Currently, the mainstream algorithms in ensemble learning include AdaBoost, bagging, random subspace, and random forest. In 1990, Schapire [3] proved that weak classifiers could be combined into a strong classifier by Boosting method. After that, Freund and Schapire [4] proposed AdaBoost. The principle is that the wrong samples of the previous classifier will be strengthened, and all the weighted samples will be used to train the next base classifier again. The proposal of this method makes ensemble learning an important research field of machine learning, and scholars conducted in-depth research on Boosting, such as LogitBoost [5], XGBoost [6], MF-AdaBoost [7] and so on. Bagging was proposed in 1996 by Breiman [8]. Bagging uses bootstrap sampling to generate sample subsets from the training dataset and then trains base classifiers based on these sample subsets. Random subspace was proposed in 1998 by Ho [9]. Random subspace randomly extracts several attribute subsets from the initial attribute set, then trains a base learner based on each attribute subset, and finally obtains the classification results through voting. Since then, random subspace has been widely used in the research of ensemble learning [10, 11]. Random forest was proposed in 2001 by Breiman [12], which is known as one of the best algorithms in machine learning. Random forest is a kind of ensemble learning algorithm that combines bagging with random subspace and takes decision trees as the base learners. By integrating the voting results of multiple decision trees, the random forest can alleviate the overfitting problem of decision trees. In addition to the above models, there are some other excellent algorithms [13,14,15] in ensemble learning.
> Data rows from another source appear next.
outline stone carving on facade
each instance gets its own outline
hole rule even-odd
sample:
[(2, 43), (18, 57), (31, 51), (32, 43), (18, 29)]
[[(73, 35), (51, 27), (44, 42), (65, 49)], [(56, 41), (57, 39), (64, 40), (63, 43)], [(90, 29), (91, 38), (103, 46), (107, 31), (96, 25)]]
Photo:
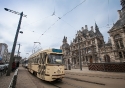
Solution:
[(122, 9), (118, 10), (119, 19), (108, 31), (110, 37), (107, 43), (96, 23), (95, 29), (91, 26), (88, 30), (85, 25), (85, 28), (77, 31), (70, 45), (64, 36), (61, 49), (64, 52), (65, 65), (70, 62), (72, 68), (79, 68), (78, 47), (82, 66), (87, 66), (87, 63), (125, 62), (125, 0), (121, 0), (121, 5)]

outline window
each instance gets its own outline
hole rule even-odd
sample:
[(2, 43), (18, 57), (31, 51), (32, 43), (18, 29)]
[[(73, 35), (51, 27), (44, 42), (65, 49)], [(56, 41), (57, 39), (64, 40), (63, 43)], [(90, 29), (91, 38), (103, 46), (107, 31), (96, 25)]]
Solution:
[(122, 58), (122, 52), (119, 52), (119, 57)]
[(114, 37), (115, 39), (121, 38), (121, 36), (119, 34), (115, 35)]
[(120, 46), (121, 46), (121, 48), (124, 48), (124, 45), (123, 45), (122, 40), (120, 40), (119, 42), (120, 42)]
[(59, 54), (50, 54), (48, 57), (49, 64), (63, 64), (62, 55)]
[(125, 51), (123, 53), (124, 53), (124, 58), (125, 58)]

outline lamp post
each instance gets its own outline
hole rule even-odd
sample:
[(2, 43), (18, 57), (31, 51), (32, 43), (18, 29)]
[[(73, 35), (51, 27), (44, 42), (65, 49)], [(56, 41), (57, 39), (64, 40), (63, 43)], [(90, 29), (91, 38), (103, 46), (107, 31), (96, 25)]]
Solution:
[(8, 66), (8, 70), (7, 70), (7, 74), (6, 74), (6, 76), (10, 76), (10, 72), (11, 72), (11, 68), (12, 68), (12, 62), (13, 62), (13, 58), (14, 58), (14, 52), (15, 52), (15, 47), (16, 47), (16, 43), (17, 43), (18, 33), (19, 33), (19, 30), (20, 30), (22, 16), (26, 17), (27, 15), (24, 15), (23, 12), (19, 13), (19, 12), (16, 12), (16, 11), (13, 11), (13, 10), (10, 10), (10, 9), (7, 9), (7, 8), (4, 8), (4, 9), (6, 11), (9, 11), (9, 12), (12, 12), (12, 13), (20, 15), (20, 19), (19, 19), (19, 23), (18, 23), (18, 27), (17, 27), (17, 31), (16, 31), (14, 43), (13, 43), (13, 47), (12, 47), (12, 52), (11, 52), (11, 55), (10, 55), (9, 66)]
[[(34, 42), (34, 46), (35, 46), (35, 43), (41, 44), (40, 42)], [(33, 51), (34, 51), (34, 52), (35, 52), (35, 48), (36, 48), (36, 47), (33, 48)]]
[(80, 67), (80, 70), (82, 71), (82, 63), (81, 63), (81, 49), (80, 49), (80, 41), (79, 41), (79, 34), (78, 34), (78, 49), (79, 49), (79, 67)]
[(26, 53), (26, 55), (27, 55), (27, 54), (29, 55), (29, 53)]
After all the base classifiers of ensemble learning are trained, selective ensemble [16] reduces the scale of ensemble learning and obtains better performance by removing some base learners. The process of classifier selection can be regarded as searching a specific subset in the limited base classifiers space. The selection operation mainly considers two essential factors: one is the selective criterion, that is, the quality evaluation standard of the base classifier or ensemble system; the second is the search mode, that is, the process of searching the appropriate subset of base classifiers based on the selection criteria. Various selective ensemble schemes proposed by researchers are the combination of different selection criteria and search modes.
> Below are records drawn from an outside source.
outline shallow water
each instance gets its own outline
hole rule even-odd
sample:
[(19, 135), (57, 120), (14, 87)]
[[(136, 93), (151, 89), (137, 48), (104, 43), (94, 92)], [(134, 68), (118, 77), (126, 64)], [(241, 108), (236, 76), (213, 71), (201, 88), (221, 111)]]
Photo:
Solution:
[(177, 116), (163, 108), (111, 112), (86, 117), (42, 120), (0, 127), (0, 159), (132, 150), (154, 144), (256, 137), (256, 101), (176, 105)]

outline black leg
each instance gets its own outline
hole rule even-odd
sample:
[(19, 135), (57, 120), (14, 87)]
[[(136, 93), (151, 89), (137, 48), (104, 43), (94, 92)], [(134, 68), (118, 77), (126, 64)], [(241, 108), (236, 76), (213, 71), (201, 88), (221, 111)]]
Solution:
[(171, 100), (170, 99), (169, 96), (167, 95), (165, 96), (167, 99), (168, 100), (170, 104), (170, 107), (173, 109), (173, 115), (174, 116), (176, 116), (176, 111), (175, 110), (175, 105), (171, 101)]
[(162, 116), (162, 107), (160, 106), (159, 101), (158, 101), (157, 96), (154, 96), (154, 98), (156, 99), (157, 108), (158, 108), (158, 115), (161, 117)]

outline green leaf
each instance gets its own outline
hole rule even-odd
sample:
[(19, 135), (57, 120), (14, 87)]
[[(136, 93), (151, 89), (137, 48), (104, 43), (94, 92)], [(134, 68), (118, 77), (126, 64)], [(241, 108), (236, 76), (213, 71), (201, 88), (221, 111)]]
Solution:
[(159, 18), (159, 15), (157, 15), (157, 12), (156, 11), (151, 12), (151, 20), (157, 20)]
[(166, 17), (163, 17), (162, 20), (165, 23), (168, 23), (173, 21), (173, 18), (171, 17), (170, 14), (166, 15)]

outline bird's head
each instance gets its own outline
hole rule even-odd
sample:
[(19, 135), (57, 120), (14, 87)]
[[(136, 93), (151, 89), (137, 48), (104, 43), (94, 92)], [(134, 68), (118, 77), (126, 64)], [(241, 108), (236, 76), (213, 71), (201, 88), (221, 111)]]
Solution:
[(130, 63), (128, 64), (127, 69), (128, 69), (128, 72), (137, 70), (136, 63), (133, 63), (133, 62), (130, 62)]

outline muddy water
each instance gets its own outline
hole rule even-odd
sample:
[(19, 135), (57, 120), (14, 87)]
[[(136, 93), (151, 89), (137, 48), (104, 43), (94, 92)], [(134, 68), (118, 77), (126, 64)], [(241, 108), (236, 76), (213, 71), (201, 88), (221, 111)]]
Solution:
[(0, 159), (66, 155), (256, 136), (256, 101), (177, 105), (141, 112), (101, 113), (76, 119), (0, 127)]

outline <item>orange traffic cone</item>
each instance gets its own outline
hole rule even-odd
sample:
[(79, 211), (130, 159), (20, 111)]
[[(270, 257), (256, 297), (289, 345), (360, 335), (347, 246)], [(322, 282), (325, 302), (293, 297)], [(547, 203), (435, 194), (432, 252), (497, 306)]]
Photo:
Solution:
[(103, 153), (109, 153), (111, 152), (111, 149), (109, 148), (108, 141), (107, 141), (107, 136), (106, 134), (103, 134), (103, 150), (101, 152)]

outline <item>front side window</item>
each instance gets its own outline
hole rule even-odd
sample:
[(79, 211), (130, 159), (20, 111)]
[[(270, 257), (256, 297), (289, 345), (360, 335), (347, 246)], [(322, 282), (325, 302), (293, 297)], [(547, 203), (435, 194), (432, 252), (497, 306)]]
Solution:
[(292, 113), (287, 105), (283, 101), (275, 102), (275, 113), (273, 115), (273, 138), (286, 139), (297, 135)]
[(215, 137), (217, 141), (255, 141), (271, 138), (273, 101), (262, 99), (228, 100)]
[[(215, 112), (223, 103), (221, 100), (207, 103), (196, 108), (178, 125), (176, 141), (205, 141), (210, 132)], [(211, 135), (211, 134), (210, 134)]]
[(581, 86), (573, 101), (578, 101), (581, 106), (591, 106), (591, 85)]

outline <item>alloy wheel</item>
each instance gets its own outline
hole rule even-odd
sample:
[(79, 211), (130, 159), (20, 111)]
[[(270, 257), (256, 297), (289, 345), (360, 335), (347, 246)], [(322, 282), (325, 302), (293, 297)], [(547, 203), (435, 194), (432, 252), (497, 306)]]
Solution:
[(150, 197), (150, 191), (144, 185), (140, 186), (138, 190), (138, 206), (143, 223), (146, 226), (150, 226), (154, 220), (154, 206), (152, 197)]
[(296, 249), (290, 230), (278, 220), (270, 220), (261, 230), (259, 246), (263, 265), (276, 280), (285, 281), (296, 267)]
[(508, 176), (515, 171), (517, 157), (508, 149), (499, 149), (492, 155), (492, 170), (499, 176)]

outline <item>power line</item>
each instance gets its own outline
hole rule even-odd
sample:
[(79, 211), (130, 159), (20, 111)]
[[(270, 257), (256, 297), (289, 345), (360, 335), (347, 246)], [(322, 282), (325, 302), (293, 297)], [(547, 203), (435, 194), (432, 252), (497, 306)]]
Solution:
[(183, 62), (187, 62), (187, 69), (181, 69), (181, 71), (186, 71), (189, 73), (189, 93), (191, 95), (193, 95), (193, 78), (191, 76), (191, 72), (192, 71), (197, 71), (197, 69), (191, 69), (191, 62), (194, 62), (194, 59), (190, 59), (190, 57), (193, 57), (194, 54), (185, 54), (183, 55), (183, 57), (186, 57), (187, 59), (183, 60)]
Currently, according to the characteristics of the main process of algorithms, the selective ensemble is usually divided into sorting, clustering, and optimization. Selective ensemble based on sorting usually sorts the base learners based on certain standards and selects the top base learners to join the final ensemble. In the past decades, researchers have proposed various sorting strategies, such as reduce-error pruning [17, 18], kappa pruning [19, 20]. Selective ensemble based on clustering usually uses the clustering method to divide the base learners into several groups and then select representative base learners from each group to form the final ensemble. At present, many different schemes have been proposed. For example, Lin et al. [21] selected the base learners from the original ensemble system through the K-means clustering. Zhang and Cao [22] utilized spectral clustering to realize ensemble pruning. Selective ensemble based on optimization transforms the pruning problem into an optimization problem. The goal is to find a subset of base learners to maximize or minimize the optimization goal related to the final ensemble generalization ability. Scholars have proposed ensemble pruning based on various heuristic optimization algorithms, such as genetic algorithm [23, 24], particle swarm optimization [25, 26], and so on.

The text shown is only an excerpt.